I am returning to learning some probability after a 5-6 year hiatus. I am looking at a problem from my old college book, which I think I have solved, but I am surprised doesn't have a simpler answer. I want to see if anyone here can give a better answer. I see this form of problem come up a bunch, since its just a standard discrete PMF, but it is capped at some arbitrary spot.
Here is the problem.
An internet service provider uses 50 modems to serve the needs of 1000 customers.

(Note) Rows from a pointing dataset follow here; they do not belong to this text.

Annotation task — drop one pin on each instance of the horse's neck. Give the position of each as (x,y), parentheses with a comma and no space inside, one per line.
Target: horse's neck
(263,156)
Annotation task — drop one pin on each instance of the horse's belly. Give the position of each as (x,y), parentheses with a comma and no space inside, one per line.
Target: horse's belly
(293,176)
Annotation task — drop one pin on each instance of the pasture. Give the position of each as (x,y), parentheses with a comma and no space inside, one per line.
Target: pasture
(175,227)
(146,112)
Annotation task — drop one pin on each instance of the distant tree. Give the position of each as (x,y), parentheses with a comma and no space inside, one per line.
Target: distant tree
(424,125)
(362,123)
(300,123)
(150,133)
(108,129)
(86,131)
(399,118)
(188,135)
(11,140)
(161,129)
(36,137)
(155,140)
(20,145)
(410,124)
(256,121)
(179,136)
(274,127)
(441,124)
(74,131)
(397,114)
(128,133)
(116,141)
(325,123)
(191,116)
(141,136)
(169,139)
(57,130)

It is estimated that at a given time each customer will need a connection with probability $0.01$ independent of the other customers.
(a) What is the PMF of the number of modems in use at the given time?

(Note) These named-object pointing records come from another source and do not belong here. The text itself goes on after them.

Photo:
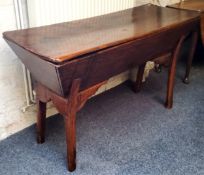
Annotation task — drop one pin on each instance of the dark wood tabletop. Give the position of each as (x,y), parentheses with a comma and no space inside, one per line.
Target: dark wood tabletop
(64,41)
(196,5)
(71,60)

(b) Repeat part (a) by approximating the PMF of the number of customers that need a connection with a Poisson PMF.
(c) What is the probability that there are more customers needing a connection than there are modems? Provide an exact as well as an approximate formula based on the Poisson approximation of part (b).
My answer is as follows.
(a) Using $p$ for the PMF. $p(k) = \binom{1000}{k}(0.01)^k(0.99)^{1000-k}$ for $k < 50$ and $p(50) = 1-\sum_{i=0}^{49}\binom{1000}{i}(0.01)^i(0.99)^{1000-i}$.

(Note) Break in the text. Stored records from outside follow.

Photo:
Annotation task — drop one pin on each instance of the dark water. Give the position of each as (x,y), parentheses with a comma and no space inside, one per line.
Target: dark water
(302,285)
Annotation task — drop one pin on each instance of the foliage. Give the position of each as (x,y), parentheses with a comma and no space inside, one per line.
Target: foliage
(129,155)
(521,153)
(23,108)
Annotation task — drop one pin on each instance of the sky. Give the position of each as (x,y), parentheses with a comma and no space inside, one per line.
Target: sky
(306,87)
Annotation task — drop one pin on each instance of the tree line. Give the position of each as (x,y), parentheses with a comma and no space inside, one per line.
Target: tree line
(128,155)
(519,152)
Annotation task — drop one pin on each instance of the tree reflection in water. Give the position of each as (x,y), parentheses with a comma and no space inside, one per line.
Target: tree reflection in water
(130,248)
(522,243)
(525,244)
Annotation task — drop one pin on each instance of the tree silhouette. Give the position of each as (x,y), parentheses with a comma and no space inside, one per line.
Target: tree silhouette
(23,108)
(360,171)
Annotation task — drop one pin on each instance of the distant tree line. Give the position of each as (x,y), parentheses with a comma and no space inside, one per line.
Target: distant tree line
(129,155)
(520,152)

(b) $p(k) = \frac{10^ke^{-10}}{k!}$ for $k < 50$ and $p(50) = 1 - \sum_{i = 0}^{49} \frac{10^ie^{-10}}{i!}$
(c) Just have to remove the case where there are exactly 50 customers, so we get using the binomial PMF $$1-\sum_{i=0}^{50}\binom{1000}{i}(0.01)^i(0.99)^{1000-i}$$ and using the Poisson PMF I get this $$1 - \sum_{i = 0}^{50} \frac{10^ie^{-10}}{i!}$$ To compute those last two I needed to use wolfram alpha. Is there another form that makes these easier to compute by hand?
Thank you.
EDIT: I noticed I forgot the case where $i = 0$ in all of my summations. Ian's solution in the comments key'd me into that since my solutions were not smaller than his upper bound given by the Lagrange error. WolframAlpha had a hard time giving me approximations when I typed in my formulas as I did before. But I could establish that the values were much smaller as expected by the Lagrange error.